Let $s_n = F_{2n - 1} \mod N$ and let $t_n = F_{2n} \mod N$.
Start with an array of integers $A = (A[0], \cdots, A[N - 1])$ where initially every $A\text{[}i]$ is equal to $i$. Now perform $K$ successive operations on $A$, where the $j$-th operation consists of reversing the order of those elements in $A$ with indices between $s_j$ and $t_j$ (both ends inclusive).
Define $R(N,K)$ to be $\sum_{i = 0}^{N - 1}i \times A\text {[}i]$ after $K$ operations.

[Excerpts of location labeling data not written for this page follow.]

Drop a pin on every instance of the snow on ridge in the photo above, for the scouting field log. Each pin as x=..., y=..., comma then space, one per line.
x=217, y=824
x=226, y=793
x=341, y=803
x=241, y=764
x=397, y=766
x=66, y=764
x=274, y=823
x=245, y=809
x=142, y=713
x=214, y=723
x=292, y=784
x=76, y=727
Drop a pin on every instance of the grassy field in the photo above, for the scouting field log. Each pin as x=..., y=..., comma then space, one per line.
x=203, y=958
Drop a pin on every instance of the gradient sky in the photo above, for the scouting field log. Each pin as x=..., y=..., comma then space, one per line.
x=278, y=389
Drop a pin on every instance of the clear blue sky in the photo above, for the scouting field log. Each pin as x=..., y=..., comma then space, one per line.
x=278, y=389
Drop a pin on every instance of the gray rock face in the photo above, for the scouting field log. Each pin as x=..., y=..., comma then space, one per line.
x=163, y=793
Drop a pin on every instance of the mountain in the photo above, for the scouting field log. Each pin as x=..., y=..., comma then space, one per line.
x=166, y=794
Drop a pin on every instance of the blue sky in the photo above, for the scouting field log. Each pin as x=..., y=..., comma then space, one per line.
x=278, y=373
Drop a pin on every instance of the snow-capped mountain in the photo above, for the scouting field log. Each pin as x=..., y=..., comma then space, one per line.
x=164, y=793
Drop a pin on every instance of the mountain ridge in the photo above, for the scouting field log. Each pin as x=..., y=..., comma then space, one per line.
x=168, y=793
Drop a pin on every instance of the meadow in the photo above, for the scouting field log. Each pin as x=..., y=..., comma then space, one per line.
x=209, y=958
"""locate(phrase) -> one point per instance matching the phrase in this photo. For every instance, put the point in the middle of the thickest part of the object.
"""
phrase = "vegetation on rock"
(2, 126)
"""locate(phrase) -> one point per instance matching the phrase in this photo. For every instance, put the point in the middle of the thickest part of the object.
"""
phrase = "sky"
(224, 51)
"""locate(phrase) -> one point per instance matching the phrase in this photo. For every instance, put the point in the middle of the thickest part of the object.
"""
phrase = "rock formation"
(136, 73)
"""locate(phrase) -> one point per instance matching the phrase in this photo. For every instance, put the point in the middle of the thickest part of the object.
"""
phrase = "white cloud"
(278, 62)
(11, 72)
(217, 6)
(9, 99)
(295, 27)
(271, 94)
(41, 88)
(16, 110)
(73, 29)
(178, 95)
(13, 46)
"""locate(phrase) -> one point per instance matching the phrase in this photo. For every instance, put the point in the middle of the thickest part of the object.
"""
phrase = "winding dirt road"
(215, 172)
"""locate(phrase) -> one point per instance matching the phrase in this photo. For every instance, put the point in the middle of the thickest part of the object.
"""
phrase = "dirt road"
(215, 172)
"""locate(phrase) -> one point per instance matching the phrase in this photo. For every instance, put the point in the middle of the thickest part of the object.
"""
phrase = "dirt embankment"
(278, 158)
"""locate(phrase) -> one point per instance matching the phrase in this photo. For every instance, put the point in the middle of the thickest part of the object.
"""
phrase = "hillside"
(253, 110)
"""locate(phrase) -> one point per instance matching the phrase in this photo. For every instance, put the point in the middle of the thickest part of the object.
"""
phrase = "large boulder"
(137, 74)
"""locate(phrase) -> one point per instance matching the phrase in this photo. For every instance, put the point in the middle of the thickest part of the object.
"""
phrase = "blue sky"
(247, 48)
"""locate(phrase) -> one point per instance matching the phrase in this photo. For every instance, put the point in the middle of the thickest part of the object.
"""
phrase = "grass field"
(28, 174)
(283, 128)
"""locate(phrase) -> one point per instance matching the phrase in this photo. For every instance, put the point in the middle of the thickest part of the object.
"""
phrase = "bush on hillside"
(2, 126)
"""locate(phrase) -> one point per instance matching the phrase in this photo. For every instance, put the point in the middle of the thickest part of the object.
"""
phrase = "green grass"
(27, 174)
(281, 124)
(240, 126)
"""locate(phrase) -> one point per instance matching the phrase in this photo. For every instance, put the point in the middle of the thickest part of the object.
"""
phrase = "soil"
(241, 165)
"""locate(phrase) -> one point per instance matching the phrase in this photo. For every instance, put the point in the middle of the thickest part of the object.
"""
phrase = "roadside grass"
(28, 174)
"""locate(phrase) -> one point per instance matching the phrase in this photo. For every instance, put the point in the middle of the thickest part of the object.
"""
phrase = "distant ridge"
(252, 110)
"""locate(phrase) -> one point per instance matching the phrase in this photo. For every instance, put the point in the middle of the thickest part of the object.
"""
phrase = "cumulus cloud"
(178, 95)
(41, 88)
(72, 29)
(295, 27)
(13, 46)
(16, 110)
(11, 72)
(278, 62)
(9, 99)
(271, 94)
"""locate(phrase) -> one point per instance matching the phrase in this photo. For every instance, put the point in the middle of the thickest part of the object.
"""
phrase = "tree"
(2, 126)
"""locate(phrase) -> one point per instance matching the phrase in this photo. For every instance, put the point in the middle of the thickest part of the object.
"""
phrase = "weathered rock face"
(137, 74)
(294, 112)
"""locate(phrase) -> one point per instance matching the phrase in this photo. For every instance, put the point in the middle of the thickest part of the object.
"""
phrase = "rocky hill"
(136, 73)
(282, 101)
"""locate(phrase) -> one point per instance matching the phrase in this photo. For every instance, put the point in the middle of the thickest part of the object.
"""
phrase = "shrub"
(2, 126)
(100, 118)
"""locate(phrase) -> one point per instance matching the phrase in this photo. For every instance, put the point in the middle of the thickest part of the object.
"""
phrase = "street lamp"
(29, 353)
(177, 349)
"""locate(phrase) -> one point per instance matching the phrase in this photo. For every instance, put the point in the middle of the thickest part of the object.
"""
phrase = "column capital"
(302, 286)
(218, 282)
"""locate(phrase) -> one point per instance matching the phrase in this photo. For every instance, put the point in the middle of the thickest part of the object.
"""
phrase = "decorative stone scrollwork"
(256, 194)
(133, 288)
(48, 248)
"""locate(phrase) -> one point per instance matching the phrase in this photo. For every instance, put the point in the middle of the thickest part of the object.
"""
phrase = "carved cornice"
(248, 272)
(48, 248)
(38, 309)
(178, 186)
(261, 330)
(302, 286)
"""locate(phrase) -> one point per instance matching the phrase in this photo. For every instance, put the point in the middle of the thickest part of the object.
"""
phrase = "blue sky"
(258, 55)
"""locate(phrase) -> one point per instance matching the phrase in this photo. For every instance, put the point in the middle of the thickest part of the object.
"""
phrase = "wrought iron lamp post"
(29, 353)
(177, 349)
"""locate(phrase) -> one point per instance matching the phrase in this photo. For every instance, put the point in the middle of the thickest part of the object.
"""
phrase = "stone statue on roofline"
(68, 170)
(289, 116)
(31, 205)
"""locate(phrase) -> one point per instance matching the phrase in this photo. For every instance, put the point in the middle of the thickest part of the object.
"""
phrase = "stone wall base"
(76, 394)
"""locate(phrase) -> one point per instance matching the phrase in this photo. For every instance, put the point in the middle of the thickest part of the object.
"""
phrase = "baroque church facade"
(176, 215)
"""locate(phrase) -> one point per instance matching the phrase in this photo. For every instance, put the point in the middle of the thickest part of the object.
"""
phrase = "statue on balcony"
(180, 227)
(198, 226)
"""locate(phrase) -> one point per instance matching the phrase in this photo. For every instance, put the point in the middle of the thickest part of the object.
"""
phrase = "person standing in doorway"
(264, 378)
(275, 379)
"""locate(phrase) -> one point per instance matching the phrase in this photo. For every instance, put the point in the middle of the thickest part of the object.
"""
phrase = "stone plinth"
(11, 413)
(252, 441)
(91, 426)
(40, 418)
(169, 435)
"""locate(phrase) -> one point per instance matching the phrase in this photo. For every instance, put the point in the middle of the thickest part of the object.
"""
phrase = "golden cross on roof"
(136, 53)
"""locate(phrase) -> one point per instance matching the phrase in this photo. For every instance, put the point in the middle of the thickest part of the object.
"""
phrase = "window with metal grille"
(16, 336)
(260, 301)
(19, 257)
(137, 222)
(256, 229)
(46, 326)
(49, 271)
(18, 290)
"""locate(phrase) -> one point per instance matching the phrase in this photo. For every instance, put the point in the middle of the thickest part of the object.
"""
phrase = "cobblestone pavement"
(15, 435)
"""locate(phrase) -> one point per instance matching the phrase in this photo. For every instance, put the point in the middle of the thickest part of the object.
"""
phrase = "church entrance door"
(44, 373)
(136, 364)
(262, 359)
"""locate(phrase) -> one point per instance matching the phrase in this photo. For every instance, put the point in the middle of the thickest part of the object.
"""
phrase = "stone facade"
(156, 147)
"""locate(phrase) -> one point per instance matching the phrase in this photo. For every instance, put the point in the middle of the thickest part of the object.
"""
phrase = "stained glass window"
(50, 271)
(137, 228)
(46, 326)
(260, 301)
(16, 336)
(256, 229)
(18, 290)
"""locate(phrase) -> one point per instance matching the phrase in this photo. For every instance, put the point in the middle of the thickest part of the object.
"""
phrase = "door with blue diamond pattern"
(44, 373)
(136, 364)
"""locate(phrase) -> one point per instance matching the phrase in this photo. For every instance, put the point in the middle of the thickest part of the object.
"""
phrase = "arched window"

For example, $R(5, 4) = 27$, as can be seen from the following procedure:
Initial position: $(0, 1, 2, 3, 4)$
Step 1 - Reverse $A[1]$ to $A[1]$: $(0, 1, 2, 3, 4)$
Step 2 - Reverse $A[2]$ to $A[3]$: $(0, 1, 3, 2, 4)$
Step 3 - Reverse $A[0]$ to $A[3]$: $(2, 3, 1, 0, 4)$
Step 4 - Reverse $A[3]$ to $A[1]$: $(2, 0, 1, 3, 4)$
$R(5, 4) = 0 \times 2 + 1 \times 0 + 2 \times 1 + 3 \times 3 + 4 \times 4 = 27$
Also, $R(10^2, 10^2) = 246597$ and $R(10^4, 10^4) = 249275481640$.
Find $R(10^{18}, 10^6)$ giving your answer modulo $10^9$.